The competitor in him knew he would come back the next year. But after being denied a second time his junior year, he wavered. He had only two years of school left. He worked on his game for months without the result he wanted. 

His mom didn’t wanna go through it again. His dad told him it might be time to focus solely on academics. 

Maybe it was time. 

"It was tough," he said. "I contemplated not trying out."

Antonio wasn’t ready for basketball to be over. Playing at Ping was a means to an end, not the rest of his existence as a player. 

The years he got cut, Lipps said he avoided going to basketball games. It hurt to be around what he didn’t get to be a part of.

Lipps’ roommate was dating Treg Setty, which didn’t help keep the Bobcats off his mind. But Setty encouraged Bisutti to try out again.

Bisutti had to be in school for two more years anyways. He might as well give it one more try.

So last year he worked harder than ever. He went to Ping twice a day. Once for a workout and conditioning, once to work on shooting and ball handling. Sometimes, he stayed till it closed at midnight. 

He made Lipps rebound for him and do drills with him. He brought chairs or whatever else he could find into the gym and used them as defenders. 

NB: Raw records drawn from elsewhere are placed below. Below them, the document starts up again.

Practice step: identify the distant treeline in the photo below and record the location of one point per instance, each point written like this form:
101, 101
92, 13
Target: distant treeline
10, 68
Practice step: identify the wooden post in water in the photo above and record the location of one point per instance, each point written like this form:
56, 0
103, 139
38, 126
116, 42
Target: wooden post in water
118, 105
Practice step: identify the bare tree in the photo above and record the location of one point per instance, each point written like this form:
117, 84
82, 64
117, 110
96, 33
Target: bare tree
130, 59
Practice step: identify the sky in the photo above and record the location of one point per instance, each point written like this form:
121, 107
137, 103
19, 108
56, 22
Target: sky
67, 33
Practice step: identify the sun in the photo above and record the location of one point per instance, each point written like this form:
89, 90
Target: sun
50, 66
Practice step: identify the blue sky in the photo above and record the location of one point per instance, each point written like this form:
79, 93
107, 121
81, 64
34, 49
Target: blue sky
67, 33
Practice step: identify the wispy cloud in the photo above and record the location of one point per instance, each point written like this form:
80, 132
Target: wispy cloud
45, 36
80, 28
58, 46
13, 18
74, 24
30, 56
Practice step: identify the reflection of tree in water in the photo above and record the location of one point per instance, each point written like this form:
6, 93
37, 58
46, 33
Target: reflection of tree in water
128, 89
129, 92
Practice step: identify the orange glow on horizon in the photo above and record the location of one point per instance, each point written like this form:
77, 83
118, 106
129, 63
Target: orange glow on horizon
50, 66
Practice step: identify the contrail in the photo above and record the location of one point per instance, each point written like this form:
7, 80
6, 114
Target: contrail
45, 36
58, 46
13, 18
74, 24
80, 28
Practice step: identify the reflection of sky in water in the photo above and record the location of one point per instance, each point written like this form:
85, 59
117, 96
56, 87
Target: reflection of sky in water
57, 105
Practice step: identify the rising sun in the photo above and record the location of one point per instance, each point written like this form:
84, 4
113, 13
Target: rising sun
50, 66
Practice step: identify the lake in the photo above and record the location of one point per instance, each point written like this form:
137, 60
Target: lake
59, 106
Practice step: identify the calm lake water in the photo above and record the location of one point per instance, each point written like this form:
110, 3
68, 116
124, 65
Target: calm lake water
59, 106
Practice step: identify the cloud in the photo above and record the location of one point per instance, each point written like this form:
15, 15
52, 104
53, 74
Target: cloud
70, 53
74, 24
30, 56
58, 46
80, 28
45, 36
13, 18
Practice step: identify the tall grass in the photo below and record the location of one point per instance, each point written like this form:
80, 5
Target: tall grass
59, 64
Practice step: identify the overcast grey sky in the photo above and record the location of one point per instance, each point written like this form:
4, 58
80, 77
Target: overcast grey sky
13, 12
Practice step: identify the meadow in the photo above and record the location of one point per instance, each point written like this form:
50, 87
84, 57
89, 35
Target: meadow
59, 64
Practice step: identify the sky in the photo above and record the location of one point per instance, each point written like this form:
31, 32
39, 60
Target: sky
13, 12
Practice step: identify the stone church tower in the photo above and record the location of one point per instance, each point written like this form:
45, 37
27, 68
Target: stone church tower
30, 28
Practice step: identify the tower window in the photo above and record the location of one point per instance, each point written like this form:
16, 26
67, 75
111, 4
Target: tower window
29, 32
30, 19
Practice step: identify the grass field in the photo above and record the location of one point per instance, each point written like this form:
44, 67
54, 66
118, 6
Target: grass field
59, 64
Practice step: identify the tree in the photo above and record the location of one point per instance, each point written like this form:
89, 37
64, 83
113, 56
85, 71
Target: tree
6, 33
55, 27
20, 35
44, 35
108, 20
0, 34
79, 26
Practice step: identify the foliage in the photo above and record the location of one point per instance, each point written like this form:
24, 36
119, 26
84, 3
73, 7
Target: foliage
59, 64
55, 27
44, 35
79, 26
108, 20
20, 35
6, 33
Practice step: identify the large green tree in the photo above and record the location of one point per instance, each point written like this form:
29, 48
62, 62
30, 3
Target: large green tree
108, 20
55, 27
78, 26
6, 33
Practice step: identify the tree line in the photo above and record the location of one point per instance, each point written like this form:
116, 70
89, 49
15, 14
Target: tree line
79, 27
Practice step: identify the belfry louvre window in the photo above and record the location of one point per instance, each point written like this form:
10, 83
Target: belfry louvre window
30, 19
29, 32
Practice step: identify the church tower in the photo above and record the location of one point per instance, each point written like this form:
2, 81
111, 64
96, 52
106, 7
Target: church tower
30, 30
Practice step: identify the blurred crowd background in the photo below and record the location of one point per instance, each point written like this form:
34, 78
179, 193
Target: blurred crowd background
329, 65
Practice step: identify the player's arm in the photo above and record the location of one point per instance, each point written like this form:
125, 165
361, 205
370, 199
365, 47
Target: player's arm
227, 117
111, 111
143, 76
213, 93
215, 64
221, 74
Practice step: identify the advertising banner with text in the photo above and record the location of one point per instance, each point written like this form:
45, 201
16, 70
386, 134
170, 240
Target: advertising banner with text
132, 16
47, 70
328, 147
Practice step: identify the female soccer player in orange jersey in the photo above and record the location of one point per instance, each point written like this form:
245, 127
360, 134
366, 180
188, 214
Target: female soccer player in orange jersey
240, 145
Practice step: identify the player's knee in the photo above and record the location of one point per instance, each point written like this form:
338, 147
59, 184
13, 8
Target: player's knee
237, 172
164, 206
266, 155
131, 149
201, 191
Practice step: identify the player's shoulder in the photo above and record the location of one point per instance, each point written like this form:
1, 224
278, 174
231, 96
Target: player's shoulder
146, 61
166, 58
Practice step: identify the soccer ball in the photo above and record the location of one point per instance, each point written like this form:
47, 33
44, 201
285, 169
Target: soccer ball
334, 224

He worked out four-to-five days a week, conditioned once or twice and stretched and iced afterwards. With his schedule, he felt he was doing as much as he could. He cut out Netflix and video games. He practiced with the women’s team to get familiar with The Convo. 

The court was bigger than Ping’s. The lights shined in his eyes when he shot from the corner or under the rim. The gap in seating behind the rim made for a depth perception adjustment. 

Come tryout day, he was prepared for all of The Convo’s quirks. He shot the ball better than he ever had. He kept the ball moving. He played good off-ball defense. 

“You don’t need a hero out there,” Phillips said. “You need a guy that can simulate what we need simulated without putting our other players at risk.” 

Phillips pulled Bisutti aside during one of the drills. 

“What year are you?” 

It was a small victory, but it was the first time Phillips spoke directly to Bisutti.

Later that day, he got a different text. 

Antonio couldn’t tell his family. He didn’t want to jinx it.

He didn’t tell them when he got the text asking for his transcripts. He didn’t tell them when he got invited to a graduate assistant coach’s office to sign NCAA and Mid-American Conference compliance forms. 

Instead, he waited until the first day he walked into the locker room. It had to be official.

Once it was, he wanted to surprise his loved ones. 

He called his dad first. They forged a special relationship through basketball, so it was only right Antonio officially announced it to his dad first. 

“I was shocked, proud and happy,” Tony said. “Ecstatic that I had something to do during the winter.”

Lipps was the only one who had known about the tryout in the weeks leading up to it. She found out at the library. He told her in person.

“I’ve never seen him so happy in his entire life,” Lipps said. 

He let it slip to his mom that he was trying out the day before. The waiting was torture for her. When she found out he made it, she cried. 

“I was sobbing," Holly said. "Sobbing."

Antonio still works just as hard as he did when he was cut. Except now, he has the Division I facilities. He gets one-on-one time with coaches. 

It’s paying off, too. When Antonio was shooting around in a compression shirt recently, Phillips noticed the weight room work paying off. 

“You came in here with a D III body,” Phillips said. “Now you’ve got a D I body.” 

He’s got a Division I jersey as well, to go along with a Division I jump shot and a Division I backpack. 

“It feels great (to wear it around),” Antonio said. “Especially now that it’s Adidas.”

The dream is complete. 

“I worked for it for years,” he said. “I love basketball and it definitely meant a lot to me and it meant a lot to my family.”